Must-Read: John Schmitt: OECD: Income Inequality Hampers Growth: “‘Econometric analysis suggests that income inequality has…

…a sizeable and statistically significant negative impact on growth.’… Between 1990 and 2010 gross domestic product per person in 19 core OECD countries grew by a total of 28 percent, but would have grown by 33 percent over the same period if inequality had not increased…. Lowering inequality by just one ‘Gini-point’ (a standard measure of inequality used by economists) would raise the annual growth rate of GDP by 0.15 percentage points.

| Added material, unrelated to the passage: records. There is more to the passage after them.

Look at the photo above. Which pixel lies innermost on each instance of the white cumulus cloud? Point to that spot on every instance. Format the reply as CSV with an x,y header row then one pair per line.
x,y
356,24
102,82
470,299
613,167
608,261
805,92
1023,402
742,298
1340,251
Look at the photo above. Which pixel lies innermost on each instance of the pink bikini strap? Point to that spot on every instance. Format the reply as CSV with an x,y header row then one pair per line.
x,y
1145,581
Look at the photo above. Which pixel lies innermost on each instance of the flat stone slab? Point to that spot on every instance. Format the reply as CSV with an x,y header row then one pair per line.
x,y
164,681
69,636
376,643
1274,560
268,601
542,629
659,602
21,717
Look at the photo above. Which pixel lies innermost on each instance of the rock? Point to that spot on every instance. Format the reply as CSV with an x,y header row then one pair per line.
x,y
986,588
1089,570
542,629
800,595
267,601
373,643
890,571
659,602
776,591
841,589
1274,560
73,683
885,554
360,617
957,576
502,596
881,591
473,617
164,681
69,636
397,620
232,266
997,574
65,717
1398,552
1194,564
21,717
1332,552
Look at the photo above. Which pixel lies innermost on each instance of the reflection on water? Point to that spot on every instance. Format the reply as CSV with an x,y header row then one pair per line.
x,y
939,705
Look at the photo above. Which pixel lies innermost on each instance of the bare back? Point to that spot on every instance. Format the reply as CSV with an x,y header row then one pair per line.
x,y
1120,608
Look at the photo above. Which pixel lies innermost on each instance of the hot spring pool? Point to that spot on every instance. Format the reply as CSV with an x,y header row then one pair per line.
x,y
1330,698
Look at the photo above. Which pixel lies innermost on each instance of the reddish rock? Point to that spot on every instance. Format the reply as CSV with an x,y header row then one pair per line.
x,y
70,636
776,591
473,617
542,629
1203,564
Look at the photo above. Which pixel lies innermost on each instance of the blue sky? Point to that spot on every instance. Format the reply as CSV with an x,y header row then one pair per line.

In a world where policies that boost growth rates by one or two tenths of a percent per year are a big deal, these kinds of outcomes are at the high end of what we can reasonably hope from most policy interventions…. The OECD believes that inequalities in access to education are the most important factor behind the connection between inequality and growth…

Must-Read: Gavyn Davies: China: Serious About Reflation

Must-Read: Gavyn Davies: China: Serious About Reflation: “Amid further signs of a weakening economy…

…there is no longer any doubt that a major policy easing is clicking into gear in China. For the first time since 2008, the government has accepted that the economy has hit a patch of serious trouble, and the most recent policy statement by the politburo adopts a much more urgent tone than anything that has preceded it under President Xi Jinping.